Accessory organs examples
1) Salivary glands 2) Liver 3) Gallbladder 4) Exocrine pancreas
Protein digestion locations
1) Stomach with pepsin 2) Small intestine through trypsin and chymotrypsin (largely complete absorptionin the upper portion of the small intestine)
Stomach functions
1) Store macromolecules in food 2) Dissolve macromolecules in food 3) Partially digest macromolecules in food 4) Regulate rate at which its contents empty into the small intestine 5) Kill most bacteria that enters along with food, although not completely effective. Some survive to colonize in the rest of the GI tract
Rate of epithelial cell replacement
17 billion are replaced each day, and the entire epithelium of the small intestine is replaced approximately every 5 days.
Small intestine size
2.4cm in diameter, 3m in length
Muscularis mucosa
Separates lamina propria from underlying tissues. A thin layer of smooth muscle that may be involved in the movement of intestinal structures called villi
Where are the contents of the GI tract?
Since the lumen is continuous with the external environment, the contents are technically outside the body.
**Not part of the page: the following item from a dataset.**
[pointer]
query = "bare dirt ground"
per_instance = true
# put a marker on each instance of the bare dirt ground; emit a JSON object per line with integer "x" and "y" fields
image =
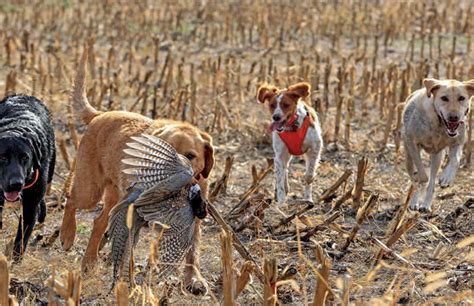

This is beneficial, allowing the large intestine to be colonized by harmless/beneficial bacteria which would be harmful if inside the body
Lacteal
Single, blind-ended lymphatic vessel in the center of each intestinal villus
Microvilli
Small projections on villi, also known as the brush border.
Chyme
Solution, reduced through the digestive actions of the stomach from food particles. Contains molecular fragments of proteins and polysaccharides, droplets of fat, salt, water, and various other small molecules ingested in the food. None of these molecules, except water, can cross the epithelium of the gastric wall, so little absorption occurs
Absorption processes
Specific transporter-mediated processes absorb monosaccharides and amino acids into the intestinal epithelial cells. Fatty acids merely diffuse through. Almost all mineral ions are actively absorbed by transporters, and water diffuses passivley down gradients
How does the acidic environment in the stomach break down food?
The acidic environment alters the ionization of polar molecules, leading to denaturation of protein. This exposes more sites for digestive enzymes to break down the proteins, and disrupts the extracellular network of connective-tissue proteins that form the structural framework of the tissues in food
Degree of absorption
The digestive system will absorb as much of any particular substance that is ingested, within fairly wide limits. There are some important exceptions
Digestion
The dissolving/breaking-down process, accomplished by the action of HCl in the stomach, bile from the liver, and other digestive enzymes released by the system's exocrine glands. Some of the digestive enzymes are located on the apical membranes of the intestinal epithelium.
Hepatic portal vein
The first destination of absorbed nutrients that enter the blood capillaries from the small intestine, large intestine, pancreas, and portions of the stomach. This then leads to the liver, which leads to a second capillary network before leaving the liver to return to the heart.